Aus Kalabrien Vorbild für christliche Nächstenliebe und Integration
Italien hat dahingehend einen wichtigen Schritt getan – und dies gleich nach der Tragödie von Lampedusa im Jahr 2013, bei der fast 366 Menschen wenige Meter vor der Insel ertranken, und ohne Unterstützung der Europäischen Union. Im Labor Labanof am Institut für Rechtsmedizin der Universität Mailand werden so genannte Post-Mortem-Daten von Opfern ausgewertet wie die DNA, zudem werden „Ante-Mortem-Daten“ erfasst, persönliche Gegenstände einer Person, die sie auf sich trug, etwa Fotos, oder auch charakteristische Körpermerkmale wie Narben oder Tätowierungen. Die Daten werden dann abgeglichen, um die Identität einer Person zu eruieren. Seit 2013 gibt es einen außerordentlichen Kommissar für verschwundene Personen.
Sofern das Herkunftsland oder die Religion des Toten bestimmt werden können, soll dieser entsprechend seinen Riten beigesetzt werden, so der Bürgermeister Ameruso. Vorgesehen ist die Kooperation mit den verschiedenen afrikanischen Gemeinden in Italien. “Der Friedhof der Migranten wird ein Beispiel für Integration auch nach dem Tod sein, denn er liegt unmittelbar bei unseren Toten. Das ist eine klare Botschaft von Zivilisation, Frieden und Hoffnung, die von Tarsia ausgeht, in einem historisch schwierigen Moment mit der weltweit zunehmenden Bedrohung durch den Terrorismus.”
Die Geste will auch als vorbildlich verstanden werden im Hinblick auf die aktuelle Diskriminierung der Nichtregierungsorganisationen, die Flüchtlinge auf dem offenen Meer retten. So warf die populistische Fünfsternebewegung ihnen vor, Hand in Hand mit libyschen Schleppern zu arbeiten und dadurch den Zustrom aus Afrika noch zu verstärken. In Italien, wie auch in Deutschland, ist eine heftige Diskussion um die Aufnahmekapazitäten von Flüchtlingen im Gang.
Warten auf den Papst
Wenn die Bürokratie keine weiteren Hürden legt, kann der Friedhof im Frühherbst eingeweiht werden. Der Gründer Corbelli will dazu Papst Franziskus einladen, vielleicht am vierten Jahrestag des Unglücks von Lampedusa, am 3. Oktober. Seine erste Reise überhaupt als Papst führte Franziskus auf die Insel vor Sizilien, die so viele gestrandete Leichname gesehen hat. Dort warf er am 8. Juli 2013 einen Blumenkranz ins Mittelmeer, um an die Tausenden von Bootsflüchtlingen zu erinnern, die auf der Überfahrt nach Europa anstatt Hoffnung auf ein besseres Leben den Tod fanden. Seine damalige Predigt begann mit dem eindringlichen Aufruf “Adam, wo ist Dein Bruder”.

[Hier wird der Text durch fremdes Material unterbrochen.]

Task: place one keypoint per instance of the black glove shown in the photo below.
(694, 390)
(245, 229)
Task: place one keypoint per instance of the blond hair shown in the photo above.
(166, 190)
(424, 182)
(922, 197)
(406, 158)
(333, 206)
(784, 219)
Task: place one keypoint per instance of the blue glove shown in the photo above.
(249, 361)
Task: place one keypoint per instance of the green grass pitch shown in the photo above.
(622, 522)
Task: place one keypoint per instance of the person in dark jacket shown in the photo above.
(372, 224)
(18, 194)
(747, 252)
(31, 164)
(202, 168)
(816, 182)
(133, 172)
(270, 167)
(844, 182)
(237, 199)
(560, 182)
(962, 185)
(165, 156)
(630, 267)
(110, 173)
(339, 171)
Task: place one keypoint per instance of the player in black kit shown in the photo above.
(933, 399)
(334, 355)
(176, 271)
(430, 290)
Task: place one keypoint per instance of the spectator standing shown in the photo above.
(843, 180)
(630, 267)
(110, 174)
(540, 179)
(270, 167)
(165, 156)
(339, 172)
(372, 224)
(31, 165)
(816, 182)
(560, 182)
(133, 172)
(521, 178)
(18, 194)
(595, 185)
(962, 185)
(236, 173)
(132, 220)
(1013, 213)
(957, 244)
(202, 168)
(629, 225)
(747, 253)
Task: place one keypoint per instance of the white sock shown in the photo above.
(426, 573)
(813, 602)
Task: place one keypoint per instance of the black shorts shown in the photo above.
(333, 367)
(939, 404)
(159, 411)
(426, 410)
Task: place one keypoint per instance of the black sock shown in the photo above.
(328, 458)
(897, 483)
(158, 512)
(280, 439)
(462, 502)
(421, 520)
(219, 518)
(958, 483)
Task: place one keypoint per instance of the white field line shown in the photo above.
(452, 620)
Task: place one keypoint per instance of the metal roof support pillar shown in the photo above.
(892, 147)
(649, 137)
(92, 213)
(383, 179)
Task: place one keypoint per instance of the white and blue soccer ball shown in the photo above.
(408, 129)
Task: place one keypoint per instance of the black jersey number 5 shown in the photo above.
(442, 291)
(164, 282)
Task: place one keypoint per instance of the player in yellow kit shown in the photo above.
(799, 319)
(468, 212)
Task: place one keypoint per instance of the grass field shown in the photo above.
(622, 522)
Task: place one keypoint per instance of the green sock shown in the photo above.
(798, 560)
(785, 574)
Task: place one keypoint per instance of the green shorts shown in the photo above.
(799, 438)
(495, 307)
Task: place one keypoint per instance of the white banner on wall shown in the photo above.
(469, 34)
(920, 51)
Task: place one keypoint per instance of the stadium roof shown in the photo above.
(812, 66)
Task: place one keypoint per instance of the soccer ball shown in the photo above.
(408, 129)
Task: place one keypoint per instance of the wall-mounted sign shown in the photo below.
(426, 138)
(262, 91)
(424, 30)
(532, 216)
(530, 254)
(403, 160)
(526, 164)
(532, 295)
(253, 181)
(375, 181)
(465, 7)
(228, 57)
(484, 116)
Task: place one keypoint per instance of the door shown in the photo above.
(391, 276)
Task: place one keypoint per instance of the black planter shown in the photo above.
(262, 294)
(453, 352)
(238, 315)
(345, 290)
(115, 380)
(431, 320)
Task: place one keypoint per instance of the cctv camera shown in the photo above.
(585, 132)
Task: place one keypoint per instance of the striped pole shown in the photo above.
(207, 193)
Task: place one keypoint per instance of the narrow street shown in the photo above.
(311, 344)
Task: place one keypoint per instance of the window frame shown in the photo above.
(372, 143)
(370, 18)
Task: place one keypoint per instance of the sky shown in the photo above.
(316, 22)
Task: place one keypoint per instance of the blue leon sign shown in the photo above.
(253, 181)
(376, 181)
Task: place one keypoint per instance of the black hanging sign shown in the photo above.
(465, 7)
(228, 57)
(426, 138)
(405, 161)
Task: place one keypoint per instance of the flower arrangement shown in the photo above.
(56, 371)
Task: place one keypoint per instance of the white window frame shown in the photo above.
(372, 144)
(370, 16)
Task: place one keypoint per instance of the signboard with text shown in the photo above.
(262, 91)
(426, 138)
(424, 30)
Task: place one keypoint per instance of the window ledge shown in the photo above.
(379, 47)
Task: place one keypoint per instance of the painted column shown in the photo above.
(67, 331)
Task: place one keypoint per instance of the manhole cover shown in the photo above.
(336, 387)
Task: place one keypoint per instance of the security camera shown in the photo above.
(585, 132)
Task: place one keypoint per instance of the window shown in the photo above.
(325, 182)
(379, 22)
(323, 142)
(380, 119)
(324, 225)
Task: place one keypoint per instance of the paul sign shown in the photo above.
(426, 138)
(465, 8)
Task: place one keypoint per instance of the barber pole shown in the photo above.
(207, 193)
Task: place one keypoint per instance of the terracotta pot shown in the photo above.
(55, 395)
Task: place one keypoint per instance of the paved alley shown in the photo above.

Einem kleinen Mit-Bruder wird der Migranten-Friedhof gewidmet, dem Syrer Aylan Kurdi. Der Leichnam des dreijährigen Jungen wurde am 2. September 2015 an der türkischen Küste in der Nähe Bodrums angespült. Das Foto des wie ein Bootswrack gestrandeten Körpers – das Kind lag auf dem Bauch ausgestreckt im nassen Sand – erregte damals weltweites Mitgefühl und wurde zum Symbol der Flüchtlingstragödie schlechthin.